Au Japon, il existe deux catégories de sans-abris. Les premiers n’ont pas de logement, vivent dans les parcs, au bord des fleuves ou dans les gîtes. Les deuxièmes sont appelés les « Réfugiés des Manga Café ». Ces manga cafés sont réputés au Japon, ils offrent un endroit confortable ou le client peut lire des centaines de manga pour un prix modeste. Mais récemment, ces cafés ont été détournés de leurs fonctions, et sont souvent utilisés comme un vrai « chez-soi ». Le Japon est un pays riche avec une monnaie puissante, cependant, d’après une étude du ministère de la santé et du travail en 2009, 5400 personnes se réfugiaient chaque nuit dans les manga cafés, et la plupart n’avaient pas encore 30 ans ! C’est devenu une solution de secours fréquente. Pourquoi ? Premièrement, le prix est très avantageux: 8 heures à l’abri vous couteront entre 1200 et 1500 yen la nuit (entre 13 et 17€), alors qu’un hôtel capsule ou une guesthouse vous factureront au moins 30€. Au Japon, si vous voulez louer un appartement, les frais sont considérables : commission, clés, caution, cadeau au propriétaire, etc…ce qui représente un capital de base important. Pour beaucoup de jeunes, il est impossible de réunir autant d’argent en une seule fois. Alors que dans les manga cafés, les jeunes peuvent non seulement lire des mangas par centaine, mais ils disposent aussi d’une connection internet illimitée et souvent de boissons et nourriture à volonté, tout cela compris dans le forfait. Leurs journées se résument en général à des petits boulots qui ne requièrent aucune qualification, puis retour au café pour le reste de la journée. Autant préciser que dans les mangas café, il n’y a pas beaucoup de renouvellement de clients….quand quelqu’un a adopté ce mode de vie, il lui est très difficile d’en sortir.

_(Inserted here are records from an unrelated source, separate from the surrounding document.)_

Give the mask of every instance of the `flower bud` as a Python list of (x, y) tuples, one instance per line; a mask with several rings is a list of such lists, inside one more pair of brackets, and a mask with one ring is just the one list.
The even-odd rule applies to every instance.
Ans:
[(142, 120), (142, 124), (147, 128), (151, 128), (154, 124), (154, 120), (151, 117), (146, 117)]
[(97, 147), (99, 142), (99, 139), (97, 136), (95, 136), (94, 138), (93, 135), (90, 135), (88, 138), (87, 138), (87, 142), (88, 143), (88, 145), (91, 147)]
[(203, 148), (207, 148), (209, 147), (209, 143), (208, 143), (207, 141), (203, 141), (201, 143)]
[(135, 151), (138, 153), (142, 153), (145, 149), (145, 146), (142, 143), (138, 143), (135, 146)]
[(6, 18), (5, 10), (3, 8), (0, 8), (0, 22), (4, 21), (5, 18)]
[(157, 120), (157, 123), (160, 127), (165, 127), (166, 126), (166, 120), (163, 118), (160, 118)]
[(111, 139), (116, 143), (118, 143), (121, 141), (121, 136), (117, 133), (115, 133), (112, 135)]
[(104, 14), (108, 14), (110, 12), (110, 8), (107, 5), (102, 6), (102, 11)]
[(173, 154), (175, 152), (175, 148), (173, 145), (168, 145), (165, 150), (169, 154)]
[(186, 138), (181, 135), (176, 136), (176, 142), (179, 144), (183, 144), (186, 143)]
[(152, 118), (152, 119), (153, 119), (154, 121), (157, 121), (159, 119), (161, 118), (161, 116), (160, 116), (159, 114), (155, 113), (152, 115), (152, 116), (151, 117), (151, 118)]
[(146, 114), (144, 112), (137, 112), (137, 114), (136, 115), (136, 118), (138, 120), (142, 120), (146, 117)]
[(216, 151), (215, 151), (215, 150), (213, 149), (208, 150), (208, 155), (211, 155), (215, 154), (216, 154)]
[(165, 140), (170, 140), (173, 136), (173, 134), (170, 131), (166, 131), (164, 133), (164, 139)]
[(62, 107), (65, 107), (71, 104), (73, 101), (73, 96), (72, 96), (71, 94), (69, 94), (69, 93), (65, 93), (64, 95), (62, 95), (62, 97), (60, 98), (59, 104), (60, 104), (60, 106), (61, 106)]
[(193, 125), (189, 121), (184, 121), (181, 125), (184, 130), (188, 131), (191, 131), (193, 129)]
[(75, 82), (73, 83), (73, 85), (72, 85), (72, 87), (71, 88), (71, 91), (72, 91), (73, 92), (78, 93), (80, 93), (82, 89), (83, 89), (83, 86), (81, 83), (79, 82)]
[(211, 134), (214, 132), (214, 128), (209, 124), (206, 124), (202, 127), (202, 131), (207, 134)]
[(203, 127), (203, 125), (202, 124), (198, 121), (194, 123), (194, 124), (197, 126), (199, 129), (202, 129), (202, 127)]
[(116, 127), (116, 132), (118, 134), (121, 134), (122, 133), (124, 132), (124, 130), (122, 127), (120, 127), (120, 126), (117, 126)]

Il m’est arrivé un jour d’aller dans un café de ce type dans le nord de Tokyo. Vers 1h du matin, 90% des places étaient occupées. Je me suis contenté d’un petit box équipé d’un sofa-lit. Après avoir lu quelques mangas, j’ai essayé de dormir, mais il y avait si peu d’espace que je ne pouvais même pas étendre mes jambes. Entre le PC, le sofa et la table répartis sur 1m50, impossible de se mettre à l’aise. De plus, les box sont séparés les uns des autres par des murs très fins, et ne sont pas couverts. Autant préciser que l’on entend très bien les ronflements, les reniflements et autres bruits…je me suis d’ailleurs retrouvé à coté d’une personne qui tapait sur mon mur de façon incessante. Impossible de dormir. Vers 7h, les habitants commencent à se reveiller et à prendre leur douches (inclut dans le prix). Toutes ces personnes reviendront probablement vers 6h ce soir, suivant chaque jour la même routine.

Malgré une montagne de mangas, pas d’espoir pour le futur. Les mangas cafés ne sont pas une solution.